During a job interview I was explaining my day-to-day responsibilities and how I ensure quality on my projects, then I mentioned - “I check that my application scales” - The interviewer then asked - “How do you make sure your application scales?” - I froze, I didn’t have a structured answer and I got blocked because I was not prepared to answer that question. So this post is a retrospective about that experience and outlines a framework for thinking about scalability when working on new features.
Why is it difficult to answer this question?
Scalability has too many dimensions like Traffic, Throughput, Data Size, Latency, etc. We can have a critical flow that has only 10 concurrent users, but these 10 work using really large datasets with terabytes of data, or we can have another flow where we have thousands to millions of requests per second. Each use case will have to optimize for different things. With that in mind, let’s explore good practices that help us build scalable systems.
1. Define the problem and the scope.
Before talking about QPS, latency, costs, etc, we need to fully understand the problem scope. This is not only telling us what is important to implement, this guides how we design the solution because there is rarely one single right answer, but during this process we define what is important and we can establish objectives and what matters the most.
Defining how success looks like, pretty much involves defining SLOs, SLAs, and KPIs, This provides clarity on what to optimize for.
2. Identify bottlenecks.
Once we understand what matters most, we start making estimations. This helps us understand the impact of our new feature and we can start verifying our systems can handle it.
Example scenarios:
- Will the downstream service be able to absorb additional 10,000 QPS ?
- A new spark job will create thousands of records per second. Can the datastore sustain the expected throughput ? When data size grows, does the cost of fetching a record grow with it ?
- My feature will use an LLM, how can I optimize the token usage to maximize ROI?
3. Beware of premature optimization.
I know sometimes we are excited about the next unicorn idea and believe in the great potential of the things we are building, and that optimism is fine, but when building things I highly suggest that you optimize for yourself or a small number of users, test your idea and get data.
This will help us validate assumptions, understand growth patterns, and invest in scalability only when the data justifies it.
4. Analyze complexity.
When talking about Big O notation, it is hard not to think about LeetCode or Software Engineering interviews, but one of the reasons it is important to know Big O notation is scalability.
Let me explain using one example of this:
Imagine that you have a SQL database, a table to call appointments, the table that has a primary key, start and end datetimes, and other relevant information for the appointments. And you would like to bring all the appointments for next week. What would the time complexity look like?
- The appointments table doesn’t have an index on the start datetimes: This search will require a full-table scan, so the time complexity for the search is O(N), where N is the size of the appointments table. At the beginning this might not be an issue, but the more data you have, it will require scanning over each appointment to evaluate the filter condition, additionally, I/O and memory usage will be impacted.
- The table has a B+Tree index over the start date: This will reduce our time complexity to O(log N + K), N being the size of the dataset while K is the number of rows returned, This is usually an acceptable performance and can scale much better than not having an index.
5. Think about trade-offs.
Consider an Event-Driven architecture: Using events can help us to optimize user-facing latency by moving expensive work out of the synchronous path (for example: a request to an LLM), but comes with some complexity: Increased overall latency, network issues, lagging, dropped events, etc. So I would consider critically when it is the right time to invest in an event-driven architecture, dealing with all the trade-offs that come with it, making sure it provides a much better experience maintaining the platform. Remember point #2 (Beware of premature optimization).

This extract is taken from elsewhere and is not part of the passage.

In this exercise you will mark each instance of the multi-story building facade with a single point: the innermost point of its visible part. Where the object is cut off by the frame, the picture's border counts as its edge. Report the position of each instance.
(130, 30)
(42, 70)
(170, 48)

6. Measure, Validate, and Iterate.
We understood the problem, defined what is most important, and implemented our solution, but we are not “firing and forget”, we need to set up metrics, alerts and dashboards, this will help us to monitor and validate whether we are meeting our SLOs though incremental rollouts of the new feature, then compare and act when necessary.
After everything is set up now, scalability becomes an ongoing process of measuring, learning, and adapting. Production data puts us in a better position to perform capacity planning, understanding the organic growth, costs, and ROI, as we now have a real perspective about the service.
Conclusion
Scaling requires critical thinking about what we are building, understanding the dimensions, and evaluating the ROI on the proposed architecture. Remember that there is not always a single right answer when designing the architecture of our projects, but we need to have clarity of what we are building, ensuring that the benefits outweigh the operational and engineering costs.
Scalability is not a feature you add at the end. It is a continuous process of understanding constraints, making trade-offs, and validating assumptions.